Econoticiasbolivia (Translated by: Latinsol)
Econoticiasbolivia (Translated by: Latinsol) | 18.10.2003 01:02 | Globalisation | Repression | Social Struggles
Econoticiasbolivia
http://www.econoticiasbolivia.com
Translated by: Latinsol
La Paz, October 17, 2003 (Hrs. 16:30).- Prisoners of the revolted masses, leaders of neoliberal political parties who had control of Bolivia's Parliament until yesterday, and that until today were part of the government, were trying this evening to recover what they had lost on the streets by preparing the constitutional exit of Gonzalo Sanchez de Lozada allowing the formalizing of his resignation to the Presidency, to abandon the country and give up power to the vice-president Carlos Mesa. Goni's resignation is already a fact.

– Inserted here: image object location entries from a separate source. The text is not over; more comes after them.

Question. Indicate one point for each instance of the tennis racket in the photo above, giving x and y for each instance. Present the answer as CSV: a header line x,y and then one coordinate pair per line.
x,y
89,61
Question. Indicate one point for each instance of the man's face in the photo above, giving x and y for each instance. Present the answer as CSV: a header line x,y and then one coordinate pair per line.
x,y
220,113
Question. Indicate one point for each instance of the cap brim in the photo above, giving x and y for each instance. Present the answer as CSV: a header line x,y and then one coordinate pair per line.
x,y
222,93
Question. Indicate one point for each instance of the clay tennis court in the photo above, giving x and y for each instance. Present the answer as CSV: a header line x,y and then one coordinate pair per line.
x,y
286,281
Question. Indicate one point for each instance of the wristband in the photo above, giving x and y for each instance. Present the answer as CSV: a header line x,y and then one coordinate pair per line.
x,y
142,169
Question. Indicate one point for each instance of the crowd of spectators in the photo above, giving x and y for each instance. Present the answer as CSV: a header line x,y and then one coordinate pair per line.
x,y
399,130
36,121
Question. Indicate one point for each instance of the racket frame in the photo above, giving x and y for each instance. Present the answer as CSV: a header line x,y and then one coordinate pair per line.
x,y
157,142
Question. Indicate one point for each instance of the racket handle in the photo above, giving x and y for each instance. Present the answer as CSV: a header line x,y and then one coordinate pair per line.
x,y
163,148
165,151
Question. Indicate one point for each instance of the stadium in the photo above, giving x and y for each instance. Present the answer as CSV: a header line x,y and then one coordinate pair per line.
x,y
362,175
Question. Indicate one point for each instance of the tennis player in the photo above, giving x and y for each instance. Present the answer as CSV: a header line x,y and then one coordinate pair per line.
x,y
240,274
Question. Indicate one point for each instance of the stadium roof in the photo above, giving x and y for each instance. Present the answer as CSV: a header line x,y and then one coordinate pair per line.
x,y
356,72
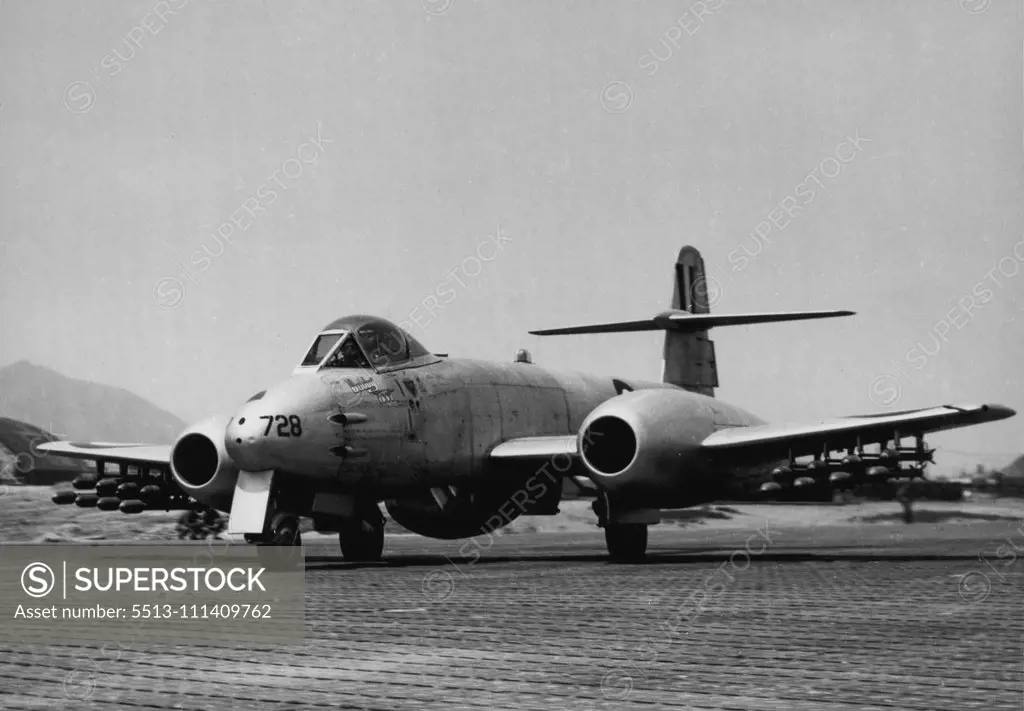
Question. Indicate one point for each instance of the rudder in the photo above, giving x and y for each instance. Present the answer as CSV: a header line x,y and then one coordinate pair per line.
x,y
689,358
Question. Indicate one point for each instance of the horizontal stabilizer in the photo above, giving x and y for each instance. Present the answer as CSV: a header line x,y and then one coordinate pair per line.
x,y
110,452
684,322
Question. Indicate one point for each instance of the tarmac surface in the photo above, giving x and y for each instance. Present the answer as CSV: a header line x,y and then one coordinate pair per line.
x,y
872,617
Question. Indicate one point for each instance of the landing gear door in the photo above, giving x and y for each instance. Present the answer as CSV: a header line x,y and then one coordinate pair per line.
x,y
252,496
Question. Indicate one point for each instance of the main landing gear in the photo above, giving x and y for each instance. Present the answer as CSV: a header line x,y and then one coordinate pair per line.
x,y
361,537
626,542
283,530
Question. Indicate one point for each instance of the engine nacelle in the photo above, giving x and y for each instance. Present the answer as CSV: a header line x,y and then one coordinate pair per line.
x,y
646,444
201,465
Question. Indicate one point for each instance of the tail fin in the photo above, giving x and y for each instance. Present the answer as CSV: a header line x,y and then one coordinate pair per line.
x,y
689,353
689,356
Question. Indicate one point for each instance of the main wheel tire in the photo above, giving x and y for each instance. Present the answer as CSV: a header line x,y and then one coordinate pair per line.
x,y
361,542
627,542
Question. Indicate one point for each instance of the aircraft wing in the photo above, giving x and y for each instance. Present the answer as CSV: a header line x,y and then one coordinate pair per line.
x,y
540,447
155,455
778,441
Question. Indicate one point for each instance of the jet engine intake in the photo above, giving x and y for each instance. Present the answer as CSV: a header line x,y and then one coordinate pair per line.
x,y
643,444
201,465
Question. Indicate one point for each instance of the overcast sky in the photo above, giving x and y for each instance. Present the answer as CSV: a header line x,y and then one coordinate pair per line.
x,y
356,154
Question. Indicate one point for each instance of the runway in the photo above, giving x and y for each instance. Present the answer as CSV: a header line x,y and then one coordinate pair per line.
x,y
872,617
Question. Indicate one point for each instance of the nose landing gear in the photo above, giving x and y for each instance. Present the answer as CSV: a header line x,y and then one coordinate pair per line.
x,y
361,537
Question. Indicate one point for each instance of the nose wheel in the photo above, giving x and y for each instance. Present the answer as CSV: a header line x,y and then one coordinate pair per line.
x,y
283,531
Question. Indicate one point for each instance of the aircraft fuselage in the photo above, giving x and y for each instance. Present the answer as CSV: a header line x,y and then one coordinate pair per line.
x,y
429,425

Negotiations have concluded and awaiting to be executed. Deputies and Senators are already arriving to Parliament, conformed of two thirds by representatives of neoliberal parties, to listen the last presidential message of Sanchez de Lozada. At the presidential residency, journalists are already speculating about the imminent arrival of a helicopter to take Sanchez de Lozada to the international airport of El Alto.
At the entry steps of El Alto, a few kilometres away from the airport, there are some disturbances, gases and stones flying across military police and residents, called there by the Regional Workers Central (COR). "We must be vigilant to stop the gringo (Sanchez de Lozada) from escaping", says their leader Roberto de La Cruz.
"It only takes one hair of a gringo to defeat neoliberalism, to defeat the empire. Triumph belongs to the poor, to the workers and peasants", proclaims de La Cruz, cheered by a multitude by his side.
City streets and country roads are dominated by revolted masses of miners, peasants, students and neighbours of poor neighbourhoods. It is the real power that has dominated the formal power. It is the stone and wooden stick defeating the tanks and machine gun. But among the leaders there is doubt and debate about whether to accept or not Carlos Mesa, at least temporarily.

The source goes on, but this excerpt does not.